I'm looking for a way to construct the uwsgi_cache_key so that it can account for these cases. I don't want to do it through redirects.

The number of parameters that I want to ignore when constructing the key — c and d, in this example — is limited; the number of number or parameters that I don't want to ignore is not.

How would you go about doing this? (Yes, this is mostly about fbclid and utm_* and their cousins.)


UPDATE:

Here is a rewrite of @tero-kilkanen's solution with map, in cases where fbclid and launcher are the undesired parameters.
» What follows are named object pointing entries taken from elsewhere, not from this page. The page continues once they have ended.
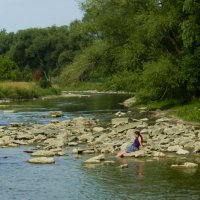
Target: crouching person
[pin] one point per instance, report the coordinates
(134, 147)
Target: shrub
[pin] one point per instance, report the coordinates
(124, 81)
(43, 83)
(160, 79)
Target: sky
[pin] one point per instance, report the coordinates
(22, 14)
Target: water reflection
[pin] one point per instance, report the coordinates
(138, 167)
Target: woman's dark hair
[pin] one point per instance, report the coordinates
(138, 133)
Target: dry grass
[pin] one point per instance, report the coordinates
(20, 85)
(24, 90)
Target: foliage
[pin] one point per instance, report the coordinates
(43, 83)
(148, 47)
(160, 79)
(8, 69)
(24, 90)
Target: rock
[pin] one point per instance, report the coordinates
(120, 114)
(124, 166)
(119, 121)
(61, 153)
(88, 151)
(9, 111)
(43, 153)
(143, 108)
(109, 162)
(98, 129)
(182, 152)
(16, 124)
(77, 151)
(107, 147)
(174, 148)
(41, 160)
(5, 141)
(24, 136)
(158, 154)
(56, 114)
(129, 102)
(136, 154)
(144, 119)
(55, 121)
(132, 125)
(162, 120)
(28, 151)
(95, 159)
(186, 165)
(197, 147)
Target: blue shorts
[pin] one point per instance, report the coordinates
(131, 149)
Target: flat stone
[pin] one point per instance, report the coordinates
(72, 144)
(98, 129)
(41, 160)
(182, 152)
(186, 165)
(136, 154)
(174, 148)
(95, 159)
(124, 166)
(158, 154)
(132, 125)
(43, 153)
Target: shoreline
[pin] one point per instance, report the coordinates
(163, 138)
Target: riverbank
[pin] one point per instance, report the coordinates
(163, 138)
(24, 90)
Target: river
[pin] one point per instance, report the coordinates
(70, 179)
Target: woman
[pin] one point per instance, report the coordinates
(134, 147)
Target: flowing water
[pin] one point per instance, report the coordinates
(70, 179)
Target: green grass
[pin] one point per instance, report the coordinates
(188, 112)
(84, 86)
(24, 90)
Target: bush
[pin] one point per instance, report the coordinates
(160, 79)
(124, 81)
(9, 69)
(45, 84)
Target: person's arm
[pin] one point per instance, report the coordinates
(140, 141)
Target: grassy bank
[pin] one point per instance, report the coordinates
(188, 112)
(24, 90)
(84, 86)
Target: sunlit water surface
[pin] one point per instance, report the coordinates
(70, 179)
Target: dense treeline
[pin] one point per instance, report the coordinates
(149, 47)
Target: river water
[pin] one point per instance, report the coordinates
(70, 179)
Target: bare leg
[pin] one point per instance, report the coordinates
(121, 153)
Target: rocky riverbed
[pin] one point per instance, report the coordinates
(163, 138)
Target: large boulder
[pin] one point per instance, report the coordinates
(129, 102)
(197, 147)
(182, 152)
(174, 148)
(96, 159)
(41, 160)
(136, 154)
(128, 126)
(5, 141)
(158, 154)
(186, 165)
(119, 121)
(43, 153)
(24, 136)
(56, 114)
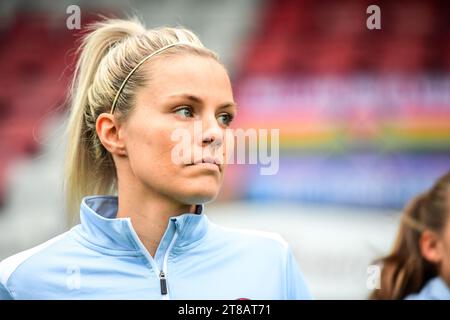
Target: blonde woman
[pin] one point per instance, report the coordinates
(132, 90)
(418, 268)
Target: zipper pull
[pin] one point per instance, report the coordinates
(163, 282)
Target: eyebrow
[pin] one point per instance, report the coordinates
(196, 99)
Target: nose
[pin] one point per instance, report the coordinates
(212, 133)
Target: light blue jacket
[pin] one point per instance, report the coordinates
(103, 258)
(434, 289)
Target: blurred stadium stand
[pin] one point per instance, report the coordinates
(364, 118)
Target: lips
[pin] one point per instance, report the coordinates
(207, 159)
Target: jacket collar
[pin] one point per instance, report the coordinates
(100, 226)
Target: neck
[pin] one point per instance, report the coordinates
(149, 213)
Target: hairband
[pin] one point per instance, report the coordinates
(413, 223)
(137, 66)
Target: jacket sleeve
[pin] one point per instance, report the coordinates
(4, 293)
(296, 287)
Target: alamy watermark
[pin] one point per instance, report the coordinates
(223, 149)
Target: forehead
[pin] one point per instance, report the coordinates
(197, 75)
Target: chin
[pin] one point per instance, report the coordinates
(197, 193)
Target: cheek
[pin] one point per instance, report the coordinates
(150, 149)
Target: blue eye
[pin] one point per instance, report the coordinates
(185, 112)
(226, 118)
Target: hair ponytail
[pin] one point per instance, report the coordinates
(405, 270)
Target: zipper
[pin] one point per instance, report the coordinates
(163, 273)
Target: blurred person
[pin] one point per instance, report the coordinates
(134, 87)
(418, 268)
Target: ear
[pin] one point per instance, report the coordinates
(110, 133)
(431, 247)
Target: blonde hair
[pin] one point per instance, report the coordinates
(107, 55)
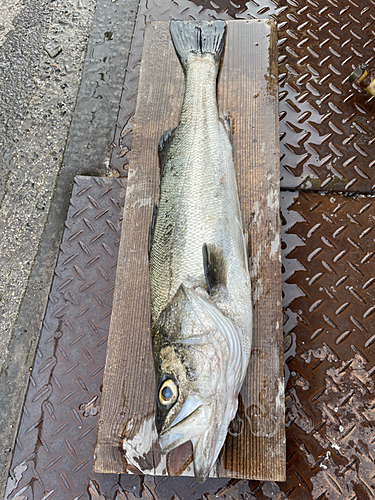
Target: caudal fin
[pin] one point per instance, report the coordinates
(204, 37)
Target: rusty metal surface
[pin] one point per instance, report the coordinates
(326, 124)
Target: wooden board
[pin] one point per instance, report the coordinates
(247, 87)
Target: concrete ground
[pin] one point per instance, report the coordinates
(62, 66)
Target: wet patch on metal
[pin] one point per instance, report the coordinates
(326, 122)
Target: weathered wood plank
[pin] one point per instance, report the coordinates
(248, 90)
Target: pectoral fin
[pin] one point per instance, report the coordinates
(152, 229)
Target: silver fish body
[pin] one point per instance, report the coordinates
(201, 313)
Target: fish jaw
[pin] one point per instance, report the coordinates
(206, 427)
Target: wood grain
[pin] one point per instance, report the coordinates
(247, 88)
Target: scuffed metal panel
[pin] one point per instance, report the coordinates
(326, 124)
(55, 443)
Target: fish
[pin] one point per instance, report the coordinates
(201, 310)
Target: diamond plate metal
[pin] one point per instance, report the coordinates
(327, 126)
(156, 10)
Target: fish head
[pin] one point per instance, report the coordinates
(196, 386)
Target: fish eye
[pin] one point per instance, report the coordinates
(168, 392)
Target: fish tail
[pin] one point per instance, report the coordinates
(200, 38)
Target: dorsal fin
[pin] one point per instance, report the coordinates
(214, 266)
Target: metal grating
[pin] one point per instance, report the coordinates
(329, 299)
(326, 124)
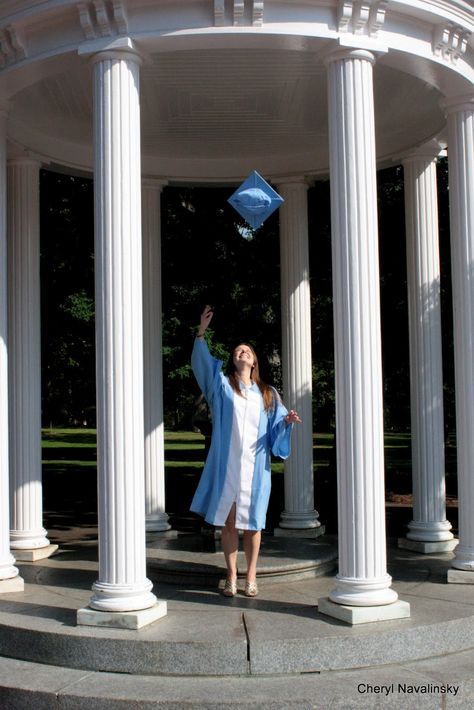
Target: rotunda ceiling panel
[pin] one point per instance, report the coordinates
(224, 112)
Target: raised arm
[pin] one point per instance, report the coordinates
(205, 367)
(206, 317)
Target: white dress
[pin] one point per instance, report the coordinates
(241, 462)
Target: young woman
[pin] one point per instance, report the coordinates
(249, 424)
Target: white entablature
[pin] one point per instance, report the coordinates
(202, 62)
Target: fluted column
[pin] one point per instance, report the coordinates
(460, 117)
(156, 516)
(122, 585)
(9, 578)
(28, 537)
(362, 580)
(429, 531)
(299, 514)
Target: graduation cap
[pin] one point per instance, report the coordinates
(255, 200)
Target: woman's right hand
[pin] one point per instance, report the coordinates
(206, 317)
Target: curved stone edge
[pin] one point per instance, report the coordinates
(361, 651)
(229, 651)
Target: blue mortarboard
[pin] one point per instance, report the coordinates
(255, 200)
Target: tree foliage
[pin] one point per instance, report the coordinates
(209, 256)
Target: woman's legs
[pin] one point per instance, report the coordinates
(230, 544)
(252, 539)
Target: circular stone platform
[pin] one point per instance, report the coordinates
(281, 631)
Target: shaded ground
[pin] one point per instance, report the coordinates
(70, 483)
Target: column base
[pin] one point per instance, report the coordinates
(364, 614)
(37, 553)
(430, 532)
(460, 576)
(299, 532)
(14, 584)
(299, 521)
(427, 547)
(132, 620)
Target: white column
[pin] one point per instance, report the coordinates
(9, 578)
(27, 537)
(299, 516)
(429, 531)
(460, 117)
(156, 517)
(362, 580)
(122, 585)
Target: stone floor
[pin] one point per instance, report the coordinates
(275, 651)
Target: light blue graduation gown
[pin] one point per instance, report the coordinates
(274, 437)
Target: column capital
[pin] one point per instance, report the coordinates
(154, 183)
(106, 48)
(428, 151)
(24, 160)
(353, 47)
(455, 104)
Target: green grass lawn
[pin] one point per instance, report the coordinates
(70, 478)
(76, 448)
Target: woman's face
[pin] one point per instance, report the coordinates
(243, 354)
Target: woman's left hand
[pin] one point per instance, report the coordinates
(292, 417)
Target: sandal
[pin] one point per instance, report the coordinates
(230, 588)
(251, 589)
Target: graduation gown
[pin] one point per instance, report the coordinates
(244, 435)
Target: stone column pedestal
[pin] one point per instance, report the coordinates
(363, 585)
(27, 536)
(299, 518)
(123, 595)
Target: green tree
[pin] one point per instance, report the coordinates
(67, 299)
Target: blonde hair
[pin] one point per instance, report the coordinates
(266, 391)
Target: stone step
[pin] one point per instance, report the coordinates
(433, 683)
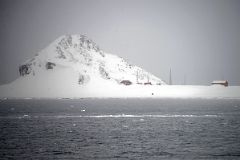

I don't know how much this slows down responses.

    map $args $cachestep1 {
        default $args;
        ~^(fbclid=[^&]*&?)(.*)$             $2;
        ~^([^&]*)(&fbclid=[^&]*)(&?.*)$     $1$3;
    }

    map $cachestep1 $cacheargs {
        default $cachestep1;
        ~^(launcher=[^&]*&?)(.*)$             $2;
        ~^([^&]*)(&launcher=[^&]*)(&?.*)$     $1$3;
    }

Best Answer

I haven't tested an approach like this, but I think it could work:

map $args $cacheargs {
    ~^(.*)a=.+&(.*)$ $1$2;
}

map $cacheargs $cacheargs1 {
    ~^(.*)b=.+&(.*)$ $1$2;
}

uwsgi_cache_key $scheme$host$request_method$uri$cacheargs1;

First map removes a=.+ from $args and records it to $cacheargs.

Second map removes b=.+ from $cacheargsand records it to$cacheargs1`.

Then $cacheargs1 is used as part of the cache key.

Original answer below.


You can use:

uwsgi_cache_key $scheme$host$request_method$uri$arg_a$arg_b;

This means that the cache key is built using normalized URI (without query arguments), and query arguments a and b.